22 November 2012
by James Hilton
Hilton was a mid-twentieth-century English writer of bestselling middlebrow tearjerkers, a bit like Nevil Shute. He is best known today for two books that became blockbuster movies: Goodbye, Mr. Chips, and Lost Horizon, which gave the world Shangri-La. His works are now out of copyright, and you can download them as Kindle files from various sites (thank you, Sharmini Masilamani!)

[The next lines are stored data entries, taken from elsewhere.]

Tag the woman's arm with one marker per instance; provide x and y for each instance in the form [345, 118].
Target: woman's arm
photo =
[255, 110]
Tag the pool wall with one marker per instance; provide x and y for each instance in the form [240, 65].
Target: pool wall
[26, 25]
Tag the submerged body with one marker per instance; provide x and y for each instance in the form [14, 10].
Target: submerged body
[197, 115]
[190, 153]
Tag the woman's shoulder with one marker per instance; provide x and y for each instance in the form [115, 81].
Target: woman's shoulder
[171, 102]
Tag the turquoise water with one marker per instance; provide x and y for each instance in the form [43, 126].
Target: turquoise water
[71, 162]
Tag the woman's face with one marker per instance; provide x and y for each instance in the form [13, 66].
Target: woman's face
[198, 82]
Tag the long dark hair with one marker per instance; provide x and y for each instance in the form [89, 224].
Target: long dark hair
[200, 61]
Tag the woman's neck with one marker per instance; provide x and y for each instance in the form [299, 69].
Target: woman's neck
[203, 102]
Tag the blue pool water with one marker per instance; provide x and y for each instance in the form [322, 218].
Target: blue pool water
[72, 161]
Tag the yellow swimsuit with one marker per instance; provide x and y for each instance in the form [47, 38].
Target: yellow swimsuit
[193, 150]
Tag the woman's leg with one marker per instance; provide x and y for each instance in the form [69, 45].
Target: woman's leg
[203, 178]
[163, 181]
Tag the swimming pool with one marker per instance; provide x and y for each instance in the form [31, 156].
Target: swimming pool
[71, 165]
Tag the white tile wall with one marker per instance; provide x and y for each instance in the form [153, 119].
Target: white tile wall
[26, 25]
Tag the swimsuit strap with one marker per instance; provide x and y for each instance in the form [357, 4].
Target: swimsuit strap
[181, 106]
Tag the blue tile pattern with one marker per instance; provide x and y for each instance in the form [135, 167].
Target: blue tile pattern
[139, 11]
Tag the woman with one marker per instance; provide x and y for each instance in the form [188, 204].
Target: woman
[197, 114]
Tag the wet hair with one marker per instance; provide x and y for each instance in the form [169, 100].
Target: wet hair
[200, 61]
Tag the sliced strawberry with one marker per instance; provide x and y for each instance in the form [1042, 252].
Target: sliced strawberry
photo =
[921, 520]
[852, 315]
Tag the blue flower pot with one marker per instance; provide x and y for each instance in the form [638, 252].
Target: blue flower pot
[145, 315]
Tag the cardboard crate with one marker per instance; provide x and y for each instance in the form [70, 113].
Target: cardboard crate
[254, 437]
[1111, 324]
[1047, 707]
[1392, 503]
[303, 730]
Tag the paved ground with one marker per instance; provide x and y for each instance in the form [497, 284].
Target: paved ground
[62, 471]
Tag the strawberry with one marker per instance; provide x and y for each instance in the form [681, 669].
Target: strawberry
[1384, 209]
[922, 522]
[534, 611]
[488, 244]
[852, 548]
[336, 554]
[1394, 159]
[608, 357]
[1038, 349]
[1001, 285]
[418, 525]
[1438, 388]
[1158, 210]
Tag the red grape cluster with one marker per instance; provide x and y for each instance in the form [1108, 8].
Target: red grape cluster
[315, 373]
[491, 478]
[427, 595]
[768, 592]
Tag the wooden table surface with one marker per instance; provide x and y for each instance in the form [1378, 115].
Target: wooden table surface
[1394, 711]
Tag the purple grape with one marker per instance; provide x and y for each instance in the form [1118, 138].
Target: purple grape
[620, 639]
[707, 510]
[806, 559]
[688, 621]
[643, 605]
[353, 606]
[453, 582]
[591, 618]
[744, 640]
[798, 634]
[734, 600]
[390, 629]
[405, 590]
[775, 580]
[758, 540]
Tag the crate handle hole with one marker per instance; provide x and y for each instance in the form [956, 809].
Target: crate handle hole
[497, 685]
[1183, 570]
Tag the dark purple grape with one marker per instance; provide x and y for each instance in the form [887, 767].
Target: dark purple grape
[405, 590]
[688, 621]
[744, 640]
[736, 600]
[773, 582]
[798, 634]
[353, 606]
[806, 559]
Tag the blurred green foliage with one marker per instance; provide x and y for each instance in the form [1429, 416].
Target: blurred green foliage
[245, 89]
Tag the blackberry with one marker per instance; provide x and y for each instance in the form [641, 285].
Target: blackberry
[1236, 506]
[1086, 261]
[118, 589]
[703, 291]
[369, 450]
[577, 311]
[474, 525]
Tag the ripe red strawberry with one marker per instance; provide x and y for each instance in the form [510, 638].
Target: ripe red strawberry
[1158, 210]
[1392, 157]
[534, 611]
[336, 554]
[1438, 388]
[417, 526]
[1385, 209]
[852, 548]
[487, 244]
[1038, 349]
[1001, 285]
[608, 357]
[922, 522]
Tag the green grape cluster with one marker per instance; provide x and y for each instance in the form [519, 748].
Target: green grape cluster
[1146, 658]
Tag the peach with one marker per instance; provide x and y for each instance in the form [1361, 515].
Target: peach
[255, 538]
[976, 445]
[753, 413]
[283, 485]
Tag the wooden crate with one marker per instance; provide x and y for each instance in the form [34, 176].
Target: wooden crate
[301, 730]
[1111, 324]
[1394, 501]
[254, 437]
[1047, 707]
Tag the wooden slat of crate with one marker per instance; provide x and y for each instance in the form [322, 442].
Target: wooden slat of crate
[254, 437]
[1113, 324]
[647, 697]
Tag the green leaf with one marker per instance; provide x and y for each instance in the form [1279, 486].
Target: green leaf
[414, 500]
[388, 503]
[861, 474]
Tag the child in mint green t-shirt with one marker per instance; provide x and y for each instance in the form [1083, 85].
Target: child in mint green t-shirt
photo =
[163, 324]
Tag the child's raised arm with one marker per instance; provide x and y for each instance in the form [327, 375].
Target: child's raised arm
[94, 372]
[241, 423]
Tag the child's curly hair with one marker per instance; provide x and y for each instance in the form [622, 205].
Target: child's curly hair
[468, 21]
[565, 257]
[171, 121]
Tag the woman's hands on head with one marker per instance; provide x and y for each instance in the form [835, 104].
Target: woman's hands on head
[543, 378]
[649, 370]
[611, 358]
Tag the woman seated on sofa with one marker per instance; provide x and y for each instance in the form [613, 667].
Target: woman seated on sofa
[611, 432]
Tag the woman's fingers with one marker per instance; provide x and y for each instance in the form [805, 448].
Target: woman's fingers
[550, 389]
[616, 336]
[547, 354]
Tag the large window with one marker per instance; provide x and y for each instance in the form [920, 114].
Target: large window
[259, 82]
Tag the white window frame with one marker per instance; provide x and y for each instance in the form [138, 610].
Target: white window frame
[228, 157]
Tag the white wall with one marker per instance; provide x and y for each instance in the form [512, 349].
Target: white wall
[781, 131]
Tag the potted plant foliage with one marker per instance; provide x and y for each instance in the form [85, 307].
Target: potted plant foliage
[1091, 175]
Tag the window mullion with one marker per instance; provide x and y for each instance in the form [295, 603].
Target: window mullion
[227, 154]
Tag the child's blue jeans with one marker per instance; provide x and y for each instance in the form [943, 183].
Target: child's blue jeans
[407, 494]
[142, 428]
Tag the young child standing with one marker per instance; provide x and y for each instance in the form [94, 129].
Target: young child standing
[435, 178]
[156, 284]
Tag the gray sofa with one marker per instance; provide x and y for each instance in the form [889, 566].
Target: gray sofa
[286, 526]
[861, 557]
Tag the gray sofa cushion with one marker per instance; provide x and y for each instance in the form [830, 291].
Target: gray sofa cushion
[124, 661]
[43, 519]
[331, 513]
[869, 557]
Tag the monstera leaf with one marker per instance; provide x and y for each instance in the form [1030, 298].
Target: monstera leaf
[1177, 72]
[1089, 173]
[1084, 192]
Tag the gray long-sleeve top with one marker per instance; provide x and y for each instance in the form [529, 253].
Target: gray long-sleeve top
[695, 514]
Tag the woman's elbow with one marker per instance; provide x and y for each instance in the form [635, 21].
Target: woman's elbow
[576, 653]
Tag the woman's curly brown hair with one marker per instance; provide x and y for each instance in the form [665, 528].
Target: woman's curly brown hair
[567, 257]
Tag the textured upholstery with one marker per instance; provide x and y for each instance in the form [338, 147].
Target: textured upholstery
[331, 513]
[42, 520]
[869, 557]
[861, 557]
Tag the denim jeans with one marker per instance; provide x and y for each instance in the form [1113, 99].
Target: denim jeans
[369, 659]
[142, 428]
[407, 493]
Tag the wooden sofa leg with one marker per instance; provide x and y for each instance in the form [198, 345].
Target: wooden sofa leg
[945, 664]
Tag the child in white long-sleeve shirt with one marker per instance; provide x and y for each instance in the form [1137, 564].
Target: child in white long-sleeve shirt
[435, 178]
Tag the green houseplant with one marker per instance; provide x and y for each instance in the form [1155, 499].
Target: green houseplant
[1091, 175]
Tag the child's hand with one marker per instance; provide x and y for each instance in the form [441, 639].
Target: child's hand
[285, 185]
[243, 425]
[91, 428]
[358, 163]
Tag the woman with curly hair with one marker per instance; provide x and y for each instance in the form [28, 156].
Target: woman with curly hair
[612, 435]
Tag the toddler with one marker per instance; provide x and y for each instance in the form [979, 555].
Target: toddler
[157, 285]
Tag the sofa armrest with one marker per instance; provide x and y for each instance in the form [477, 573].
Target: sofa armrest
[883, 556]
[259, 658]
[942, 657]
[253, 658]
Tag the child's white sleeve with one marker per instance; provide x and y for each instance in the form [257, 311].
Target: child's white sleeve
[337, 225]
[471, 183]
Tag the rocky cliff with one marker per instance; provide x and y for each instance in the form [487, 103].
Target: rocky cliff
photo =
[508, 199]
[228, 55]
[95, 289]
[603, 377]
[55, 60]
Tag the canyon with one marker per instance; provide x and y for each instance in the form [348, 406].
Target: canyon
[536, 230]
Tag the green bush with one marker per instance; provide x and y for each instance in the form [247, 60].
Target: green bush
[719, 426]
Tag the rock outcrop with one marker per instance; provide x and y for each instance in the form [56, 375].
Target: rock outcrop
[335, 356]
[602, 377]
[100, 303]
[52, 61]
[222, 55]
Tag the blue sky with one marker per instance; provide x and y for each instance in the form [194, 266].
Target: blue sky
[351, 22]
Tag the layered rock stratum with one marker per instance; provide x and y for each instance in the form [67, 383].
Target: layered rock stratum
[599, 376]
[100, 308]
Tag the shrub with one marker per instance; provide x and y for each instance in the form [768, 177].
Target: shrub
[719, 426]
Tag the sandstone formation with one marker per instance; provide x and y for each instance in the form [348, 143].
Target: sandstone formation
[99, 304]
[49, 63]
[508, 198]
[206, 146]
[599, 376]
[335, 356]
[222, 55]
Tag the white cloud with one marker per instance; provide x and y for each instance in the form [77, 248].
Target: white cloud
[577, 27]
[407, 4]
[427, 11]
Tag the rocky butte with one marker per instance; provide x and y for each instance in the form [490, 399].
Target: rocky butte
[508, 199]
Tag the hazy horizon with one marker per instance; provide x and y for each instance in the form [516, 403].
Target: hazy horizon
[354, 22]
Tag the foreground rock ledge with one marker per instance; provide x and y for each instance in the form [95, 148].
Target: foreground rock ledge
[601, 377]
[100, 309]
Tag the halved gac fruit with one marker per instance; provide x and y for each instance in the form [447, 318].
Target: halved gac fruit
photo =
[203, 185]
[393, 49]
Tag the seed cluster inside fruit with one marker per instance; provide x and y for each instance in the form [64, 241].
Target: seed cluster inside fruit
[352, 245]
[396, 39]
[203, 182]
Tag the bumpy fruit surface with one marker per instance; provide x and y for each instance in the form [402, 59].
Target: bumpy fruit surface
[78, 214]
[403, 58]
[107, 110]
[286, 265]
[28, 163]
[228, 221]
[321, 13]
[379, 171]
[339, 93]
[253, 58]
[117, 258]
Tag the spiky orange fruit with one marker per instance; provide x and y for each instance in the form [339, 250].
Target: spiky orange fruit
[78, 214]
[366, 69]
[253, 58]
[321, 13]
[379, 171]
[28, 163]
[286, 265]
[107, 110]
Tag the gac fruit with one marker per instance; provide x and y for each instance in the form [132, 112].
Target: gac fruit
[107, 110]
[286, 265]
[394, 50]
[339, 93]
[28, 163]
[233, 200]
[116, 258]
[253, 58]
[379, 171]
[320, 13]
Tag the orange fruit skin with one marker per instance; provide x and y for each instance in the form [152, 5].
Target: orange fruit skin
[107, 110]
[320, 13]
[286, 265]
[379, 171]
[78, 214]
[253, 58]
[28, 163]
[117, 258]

Random Harvest is a typical example of Hilton’s work. The hero, a reluctant but successful between-the-wars business magnate and politician, is haunted by missing memories: he has lost three whole years. The lacuna commences with his being wounded in a failed decoy operation during the First World War and ends with him coming to himself on a park bench in Liverpool moments after having been knocked down by a car. The book is about those lost years, and the hero’s hunt for them. It is told by his (male) private secretary, a man who knows all his employer’s secrets save for those the latter cannot recall himself. All is finally revealed, of course, and there is a completely unexpected – to me, at least – twist at the ending, put there to ensure that the reader will close the book more or less satisfied, no matter what has gone before.
This is a well-plotted, well-written, gentle novel. Readers who wish to be intellectually or politically challenged will find nothing to engage them here; indeed, the anodyne prose and precision-tuned plotting contain little that will excite or challenge anybody. That is neither its function nor its virtue; Random Harvest is a book written to help middle-aged, middle-class, politically moderate readers pass the time on trains, or fall asleep at night. At this it succeeds wonderfully, if at the expense of a tendency to drag – a tendency that grows rather pronounced at times.
Writers like Hilton and Shute appealed mainly to the middle-class, more or less conservative English reader of their day. A large part of that appeal lay in their ability to evoke and champion a stable, well-ordered Anglocentric world that was crumbling even then; they offered (false) assurance that England would always endure, that the sons of the shires would ever, as in Housman’s poem, get them the sons their fathers got that God might save the Queen, and that there would be honey still for tea until the end of time. They chronicled the long afterglow of Victorian England, and their appeal was nostalgic even in their heyday; it is doubly so now, if only to the dwindling band for whom such things ever had an appeal in the first place.
This is not, for instance, a book that will appeal to Americans; the sort of comic, exaggerated P.G. Wodehouse caricature of Englishness they love so much is not in evidence here. Some elderly Canadians (fans of Robertson Davies in his lighter moments, perhaps) will enjoy it; and wherever nostalgia for the days when Britain ordered and set standards for the world still persist – for example, in former British colonies now reverting pell-mell to barbarism – a few ageing readers will rediscover a seduction here to which it does no harm, now and again, to yield.